Go back to bed; overnight intensivists don't reduce mortality - PulmCCM
Dec 252012

We intensivists are a scarce and valuable commodity -- just ask us, we'll tell you. It's been consistently shown, for example, that involved intensivists in an ICU during the day correlates with improved mortality and efficiencies in care. Now that's something we can all cheer (ourselves) about.

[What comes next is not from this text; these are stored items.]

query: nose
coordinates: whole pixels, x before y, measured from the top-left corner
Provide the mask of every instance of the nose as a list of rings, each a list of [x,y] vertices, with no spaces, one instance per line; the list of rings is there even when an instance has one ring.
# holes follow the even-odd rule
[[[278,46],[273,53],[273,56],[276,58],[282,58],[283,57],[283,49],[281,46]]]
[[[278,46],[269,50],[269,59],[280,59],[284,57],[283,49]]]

Many intensivists also like to sleep, and may have found it a bit harder to do so as certain academic leading lights, voicing support of the business-supported Leapfrog Group, have called for 24/7 intensivist coverage (overnight, in-house) to become the standard of care. The evidence for benefits of this are much less robust, mainly limited to 2 single-center "before/after" studies:

  • Gajic et al, at Mayo (Crit Care Med 2008), suggested 24/7 intensivists improved adherence with evidence-based guidelines and reduced ICU complications, possibly reducing length of stay by a day.
  • Blunt et al (Lancet 2000) concluded that 24/7 intensivist coverage may have reduced mortality at Queen Elizabeth Hospital, Norfolk UK (using the soft-ish standardized mortality ratio).

Meanwhile, others have pointed out how much it would cost to implement 24/7 intensivist coverage, and also how bad it would suck (e.g., increasing burnout rates).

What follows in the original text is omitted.